I’ve been to San Diego for various reasons over the years. Conferences, family vacations, but now that I hang my hat in LA I foresee SD and I becoming more closely acquainted. It’s spread out, which for a carless Uber super user like me isn’t ideal, but each neighbourhood has it’s own charm and backstory, which makes the community pretty special as a whole. Microbreweries your jam? Look no further. Live music? In abundance. Scuba diving from the beach? You’re on.

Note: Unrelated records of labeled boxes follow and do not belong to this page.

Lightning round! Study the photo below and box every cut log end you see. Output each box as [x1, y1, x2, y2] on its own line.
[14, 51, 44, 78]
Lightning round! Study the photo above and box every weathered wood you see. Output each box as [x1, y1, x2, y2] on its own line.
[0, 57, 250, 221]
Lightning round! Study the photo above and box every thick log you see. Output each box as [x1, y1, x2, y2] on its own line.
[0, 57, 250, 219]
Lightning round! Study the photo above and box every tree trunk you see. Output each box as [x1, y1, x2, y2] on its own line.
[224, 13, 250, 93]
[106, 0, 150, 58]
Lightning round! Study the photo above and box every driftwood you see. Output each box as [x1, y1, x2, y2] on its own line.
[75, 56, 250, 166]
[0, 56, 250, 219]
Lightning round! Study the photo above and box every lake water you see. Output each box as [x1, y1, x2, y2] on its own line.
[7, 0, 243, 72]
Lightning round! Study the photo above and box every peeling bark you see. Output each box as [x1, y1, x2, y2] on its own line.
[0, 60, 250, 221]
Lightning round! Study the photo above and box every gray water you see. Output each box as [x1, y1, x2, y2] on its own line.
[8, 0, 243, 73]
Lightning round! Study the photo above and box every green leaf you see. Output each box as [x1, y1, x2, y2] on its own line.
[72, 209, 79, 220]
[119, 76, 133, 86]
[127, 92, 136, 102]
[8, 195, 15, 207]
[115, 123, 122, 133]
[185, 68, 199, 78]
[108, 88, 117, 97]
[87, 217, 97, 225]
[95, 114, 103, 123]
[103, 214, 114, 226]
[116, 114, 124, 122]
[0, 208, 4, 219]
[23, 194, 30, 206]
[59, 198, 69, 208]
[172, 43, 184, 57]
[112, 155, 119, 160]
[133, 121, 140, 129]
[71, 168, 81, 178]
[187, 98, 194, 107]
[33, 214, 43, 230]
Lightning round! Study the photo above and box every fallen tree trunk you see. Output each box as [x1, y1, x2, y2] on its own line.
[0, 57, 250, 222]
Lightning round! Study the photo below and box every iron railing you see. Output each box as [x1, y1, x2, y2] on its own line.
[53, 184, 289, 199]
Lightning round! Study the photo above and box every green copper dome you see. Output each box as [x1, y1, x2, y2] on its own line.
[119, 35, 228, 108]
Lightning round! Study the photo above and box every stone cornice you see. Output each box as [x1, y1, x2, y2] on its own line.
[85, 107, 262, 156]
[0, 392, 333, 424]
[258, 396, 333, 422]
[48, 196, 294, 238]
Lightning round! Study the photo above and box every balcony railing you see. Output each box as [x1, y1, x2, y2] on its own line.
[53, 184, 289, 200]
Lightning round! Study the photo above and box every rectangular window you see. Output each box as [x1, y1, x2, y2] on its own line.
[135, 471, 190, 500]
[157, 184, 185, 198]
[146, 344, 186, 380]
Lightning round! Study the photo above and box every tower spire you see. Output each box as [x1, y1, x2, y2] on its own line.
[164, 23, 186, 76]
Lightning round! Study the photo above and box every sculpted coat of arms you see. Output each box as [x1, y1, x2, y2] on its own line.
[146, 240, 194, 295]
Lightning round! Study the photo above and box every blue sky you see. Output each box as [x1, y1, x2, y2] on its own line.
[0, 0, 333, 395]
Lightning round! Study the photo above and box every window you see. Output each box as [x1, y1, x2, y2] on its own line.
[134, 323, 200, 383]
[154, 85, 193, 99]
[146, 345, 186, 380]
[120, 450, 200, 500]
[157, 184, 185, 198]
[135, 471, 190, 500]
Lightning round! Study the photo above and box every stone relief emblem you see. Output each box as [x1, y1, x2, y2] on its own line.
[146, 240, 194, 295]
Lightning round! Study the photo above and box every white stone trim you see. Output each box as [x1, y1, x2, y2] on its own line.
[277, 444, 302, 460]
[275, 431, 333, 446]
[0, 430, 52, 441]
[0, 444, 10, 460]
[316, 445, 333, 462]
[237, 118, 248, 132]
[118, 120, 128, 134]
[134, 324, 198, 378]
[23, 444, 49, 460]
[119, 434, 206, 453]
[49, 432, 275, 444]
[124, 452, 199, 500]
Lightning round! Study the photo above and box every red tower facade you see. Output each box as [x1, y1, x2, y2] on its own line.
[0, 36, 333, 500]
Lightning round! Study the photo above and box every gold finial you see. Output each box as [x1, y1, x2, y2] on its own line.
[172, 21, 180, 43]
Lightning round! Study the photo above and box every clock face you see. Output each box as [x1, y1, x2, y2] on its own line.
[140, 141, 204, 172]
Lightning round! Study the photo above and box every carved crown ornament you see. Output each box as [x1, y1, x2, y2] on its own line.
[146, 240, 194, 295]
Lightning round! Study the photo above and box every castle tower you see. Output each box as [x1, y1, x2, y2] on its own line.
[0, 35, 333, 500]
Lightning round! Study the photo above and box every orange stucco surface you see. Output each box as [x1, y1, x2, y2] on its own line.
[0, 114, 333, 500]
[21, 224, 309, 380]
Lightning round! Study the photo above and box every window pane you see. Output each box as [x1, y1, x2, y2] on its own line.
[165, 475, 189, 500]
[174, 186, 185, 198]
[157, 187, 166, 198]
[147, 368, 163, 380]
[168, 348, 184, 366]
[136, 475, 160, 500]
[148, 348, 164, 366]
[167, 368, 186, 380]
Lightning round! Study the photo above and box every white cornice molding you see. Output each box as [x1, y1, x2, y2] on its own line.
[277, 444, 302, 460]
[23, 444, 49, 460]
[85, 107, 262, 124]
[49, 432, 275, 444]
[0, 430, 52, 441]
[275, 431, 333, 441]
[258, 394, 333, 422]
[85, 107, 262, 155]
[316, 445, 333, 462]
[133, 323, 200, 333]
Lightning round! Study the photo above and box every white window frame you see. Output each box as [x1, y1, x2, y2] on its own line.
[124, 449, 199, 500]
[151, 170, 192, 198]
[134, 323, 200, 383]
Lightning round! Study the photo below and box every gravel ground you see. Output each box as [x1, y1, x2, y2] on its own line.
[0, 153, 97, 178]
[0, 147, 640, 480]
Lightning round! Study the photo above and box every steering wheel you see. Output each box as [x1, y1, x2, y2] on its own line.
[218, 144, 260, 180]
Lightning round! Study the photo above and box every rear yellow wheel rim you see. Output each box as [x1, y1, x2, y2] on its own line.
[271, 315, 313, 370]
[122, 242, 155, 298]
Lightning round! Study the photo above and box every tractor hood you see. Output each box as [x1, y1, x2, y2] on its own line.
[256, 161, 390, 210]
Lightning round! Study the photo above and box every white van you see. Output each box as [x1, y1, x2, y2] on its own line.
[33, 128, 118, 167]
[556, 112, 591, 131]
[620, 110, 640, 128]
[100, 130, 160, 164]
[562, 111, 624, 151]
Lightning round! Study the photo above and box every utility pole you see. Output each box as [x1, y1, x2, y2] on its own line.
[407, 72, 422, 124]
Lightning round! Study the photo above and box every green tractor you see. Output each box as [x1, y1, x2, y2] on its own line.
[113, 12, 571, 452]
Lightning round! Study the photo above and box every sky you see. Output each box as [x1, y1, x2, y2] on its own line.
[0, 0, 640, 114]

It would be easy to stay and hang in San Diego for several days, weeks even. But if you’re tight on time, there are a few spots that shouldn’t be missed.

Gaslamp Quarter

The best place to call home base, if you’re looking for easy access to other neighborhoods by day, and lively merriment by night, is the Gaslamp. It’s also home to hundreds of conference bunnies looking to let loose and stag/stagette parties puking their way around the clubs, but if you can somehow see through all that, there’s a lot of good bits too. Live music is off the hook in this hood, with so much local talent to speak of. Union Kitchen & Tap has an insanely good guitar player who roams the resto, serenading the patrons on Friday nights. The Casbah is arguably the best live music venue in town, with a mix of big names and up-and-comers on the bill. If you fancy a boogie, and something a little trippy, follow the psychedelic stairway adorned with original art by Denisse Wolf to Vin De Syrah. You’ll swear Alice is just around the corner…or maybe it was the “drink me” potion (read, boozy dark and stormy) you just drank. End your evening with a nightcap at the slightly-hipster-but-not Tipsy Crow. It may be the only speakeasy left with street cred on 5th Ave. Hunga bunga the next morning? Stop by Café 21 – it just might save your life.

Coronado Beach

If soft, white sand that sparkles with shiny gold flex as far as the eye can see appeals – um, of course it does – then you cannot come to SD without spending a day in Coronado. Its vastness and pristine shoreline make for a dreamy afternoon, especially when pods of dolphins decide to dot the surf, jumping playfully through the waves, just 10 feet offshore (we may have lucked out). With warships in the distance and one of the biggest naval bases in the U.S. only a few miles away, you can’t help but call on the ghost of Goose or hope that an impromptu beach volleyball game – tapered jeans and all – will unfold before your eyes. Permission to buzz the tower. If you’ve really lost that lovin’ feeling, swing by Kansas City BBQ – where some of the most memorable scenes from Top Gun were filmed – for some brisket and a cold brew.

La Jolla

A quick 15-minute drive north of the Gaslamp sits the picture-perfect town of La Jolla, complete with monstrous Spanish-style villas and mansions that seemingly sit vacant until their wealthy owners are in town on hols. It’s touristy, but not to a fault. Start off with brunch at Crab Catcher, and request to be seated on the patio overlooking the cliffs that melt into the brilliant blue bay below. Being a good Canadian girl, I’m partial to caesars, but their bloody mary comes close, garnished with a giant crab claw. Walk off your mimosa buzz by heading straight to La Jolla Cove Beach to take a selfie with one of the resident sea lions. It’s also an epic spot to scuba dive off the beach. My husband – an avid diver – jumped in and had a swim alongside sea lions and harbour seals while I stayed beachside and snapped pics. Follow the sea wall south for several more hidden coves and beaches, to avoid the turistas.

Oceanside

You always need to leave a little something for next time. An excuse to make your way back to places you love. During our train ride home, which tickles the seaside until you’re far north of San Diego, we passed by Oceanside, a quintessential beachside village complete with a good surf break off the Oceanside Pier. As we finished our wine, watching the surfers fade into the pink horizon, we plotted our next trip south.

Stay classy, San Diego (sorry, couldn’t help it).